De acordo com a pesquisa, em 2019, aproximadamente 1,1 milhão de crianças e adolescentes, com idade entre 4 e 17 anos, estavam fora da escola, o que representava 2,7% dessa população. Esse percentual vinha caindo pelo menos desde 2016, quando 3,9% das crianças e adolescentes não tinham acesso à educação.

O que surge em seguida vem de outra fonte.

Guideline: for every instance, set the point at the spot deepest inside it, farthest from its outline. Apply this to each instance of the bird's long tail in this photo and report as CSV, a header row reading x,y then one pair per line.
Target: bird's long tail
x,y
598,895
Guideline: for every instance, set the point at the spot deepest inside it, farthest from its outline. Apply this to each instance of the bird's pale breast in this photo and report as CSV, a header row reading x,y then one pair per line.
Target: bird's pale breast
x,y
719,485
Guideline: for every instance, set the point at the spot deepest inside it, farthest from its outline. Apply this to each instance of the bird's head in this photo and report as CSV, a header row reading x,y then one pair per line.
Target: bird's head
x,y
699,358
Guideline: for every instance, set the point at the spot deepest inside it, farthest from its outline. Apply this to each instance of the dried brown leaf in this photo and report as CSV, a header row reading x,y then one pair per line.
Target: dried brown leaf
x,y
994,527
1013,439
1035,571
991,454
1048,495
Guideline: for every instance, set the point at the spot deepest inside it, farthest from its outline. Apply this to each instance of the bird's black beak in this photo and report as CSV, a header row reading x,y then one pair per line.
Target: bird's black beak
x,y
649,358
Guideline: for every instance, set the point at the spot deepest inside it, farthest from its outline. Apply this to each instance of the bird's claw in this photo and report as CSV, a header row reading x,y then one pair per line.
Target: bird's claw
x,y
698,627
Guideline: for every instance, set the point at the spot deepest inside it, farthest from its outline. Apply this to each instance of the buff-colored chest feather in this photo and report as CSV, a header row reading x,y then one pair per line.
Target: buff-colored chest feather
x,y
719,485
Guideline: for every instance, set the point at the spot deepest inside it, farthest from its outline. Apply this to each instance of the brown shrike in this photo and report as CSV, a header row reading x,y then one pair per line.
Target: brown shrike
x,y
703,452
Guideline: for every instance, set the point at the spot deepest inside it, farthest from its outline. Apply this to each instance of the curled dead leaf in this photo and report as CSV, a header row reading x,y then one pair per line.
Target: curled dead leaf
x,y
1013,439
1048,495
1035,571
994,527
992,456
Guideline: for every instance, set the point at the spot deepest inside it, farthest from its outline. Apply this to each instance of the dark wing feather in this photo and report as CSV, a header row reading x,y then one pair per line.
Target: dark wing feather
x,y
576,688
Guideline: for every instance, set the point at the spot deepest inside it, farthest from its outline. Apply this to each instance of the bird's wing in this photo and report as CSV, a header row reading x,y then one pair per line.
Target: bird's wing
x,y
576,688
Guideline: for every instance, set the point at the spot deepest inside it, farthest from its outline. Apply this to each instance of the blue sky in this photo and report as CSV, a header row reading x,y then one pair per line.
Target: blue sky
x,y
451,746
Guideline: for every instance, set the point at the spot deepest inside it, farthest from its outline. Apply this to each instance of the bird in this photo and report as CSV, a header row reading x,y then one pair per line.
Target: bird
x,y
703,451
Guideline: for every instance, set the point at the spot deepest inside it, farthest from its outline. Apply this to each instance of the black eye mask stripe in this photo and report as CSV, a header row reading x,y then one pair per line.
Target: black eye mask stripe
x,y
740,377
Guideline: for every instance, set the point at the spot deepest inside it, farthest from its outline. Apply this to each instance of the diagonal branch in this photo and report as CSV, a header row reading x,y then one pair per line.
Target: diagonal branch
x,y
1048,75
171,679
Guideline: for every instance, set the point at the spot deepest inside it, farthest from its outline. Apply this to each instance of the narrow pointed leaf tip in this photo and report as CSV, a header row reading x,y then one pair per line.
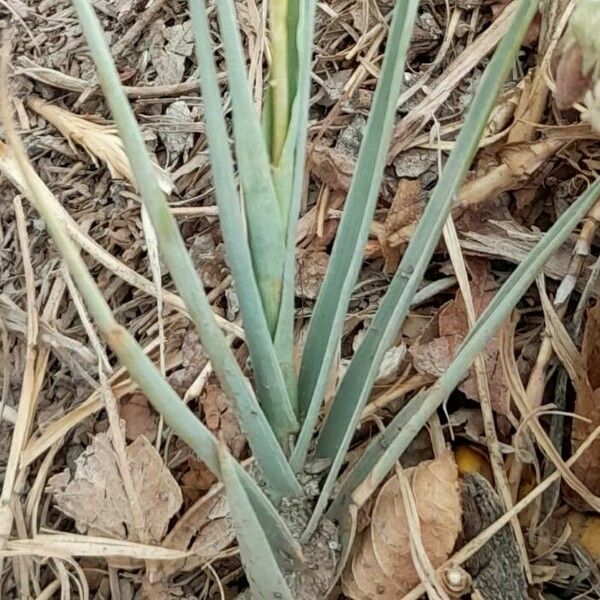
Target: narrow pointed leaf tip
x,y
260,564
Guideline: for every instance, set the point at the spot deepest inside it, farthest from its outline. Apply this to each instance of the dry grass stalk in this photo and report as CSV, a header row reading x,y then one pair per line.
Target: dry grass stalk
x,y
100,142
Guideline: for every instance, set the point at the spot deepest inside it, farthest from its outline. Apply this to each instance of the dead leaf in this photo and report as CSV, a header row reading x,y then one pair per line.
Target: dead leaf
x,y
332,166
176,139
407,207
310,271
140,418
220,418
94,496
100,142
169,67
205,528
434,357
587,405
571,82
196,481
381,565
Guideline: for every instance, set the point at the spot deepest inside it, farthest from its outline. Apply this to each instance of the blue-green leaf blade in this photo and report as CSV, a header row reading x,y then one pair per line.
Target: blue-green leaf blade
x,y
387,447
252,420
260,563
270,383
346,258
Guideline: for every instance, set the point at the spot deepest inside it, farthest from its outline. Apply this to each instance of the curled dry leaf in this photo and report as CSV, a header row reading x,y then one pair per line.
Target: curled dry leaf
x,y
140,418
571,82
96,499
205,528
587,405
220,419
434,357
310,272
406,209
332,166
381,565
101,142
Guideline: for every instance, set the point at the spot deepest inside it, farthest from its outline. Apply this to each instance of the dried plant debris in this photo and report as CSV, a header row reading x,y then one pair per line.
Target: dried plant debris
x,y
101,142
539,152
496,568
96,498
433,357
381,565
587,405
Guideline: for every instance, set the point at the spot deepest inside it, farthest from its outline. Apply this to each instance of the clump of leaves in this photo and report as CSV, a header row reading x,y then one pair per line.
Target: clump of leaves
x,y
278,414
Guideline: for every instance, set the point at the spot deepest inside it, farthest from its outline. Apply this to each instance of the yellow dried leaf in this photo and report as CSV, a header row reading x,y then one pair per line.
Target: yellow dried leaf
x,y
95,496
381,565
472,460
101,142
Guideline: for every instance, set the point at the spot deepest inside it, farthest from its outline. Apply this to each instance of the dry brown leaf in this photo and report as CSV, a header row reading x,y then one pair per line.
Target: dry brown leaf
x,y
332,166
220,418
139,416
95,496
434,357
407,207
205,528
100,142
196,481
310,271
381,565
571,83
587,405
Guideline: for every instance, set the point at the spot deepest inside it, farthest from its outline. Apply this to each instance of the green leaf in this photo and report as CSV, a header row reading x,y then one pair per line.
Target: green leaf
x,y
142,370
260,563
387,447
289,181
266,231
255,426
328,317
270,384
353,393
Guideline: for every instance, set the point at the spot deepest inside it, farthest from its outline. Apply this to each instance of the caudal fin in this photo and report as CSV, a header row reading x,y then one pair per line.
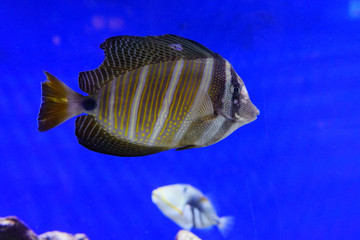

Em 2020, o número de crianças e adolescentes de 6 a 17 anos fora da escola passou para 1,5 milhão. A suspensão das aulas presenciais, somada à dificuldade de acesso à internet e à tecnologia, entre outros fatores, fez com que esse número aumentasse ainda mais. Somados a eles, 3,7 milhões de crianças e adolescentes da mesma faixa etária estavam matriculados, mas não tiveram acesso a nenhuma atividade escolar, seja impressa ou digital e não conseguiram se manter aprendendo em casa. No total, 5,1 milhões ficaram sem acesso à educação no ano passado.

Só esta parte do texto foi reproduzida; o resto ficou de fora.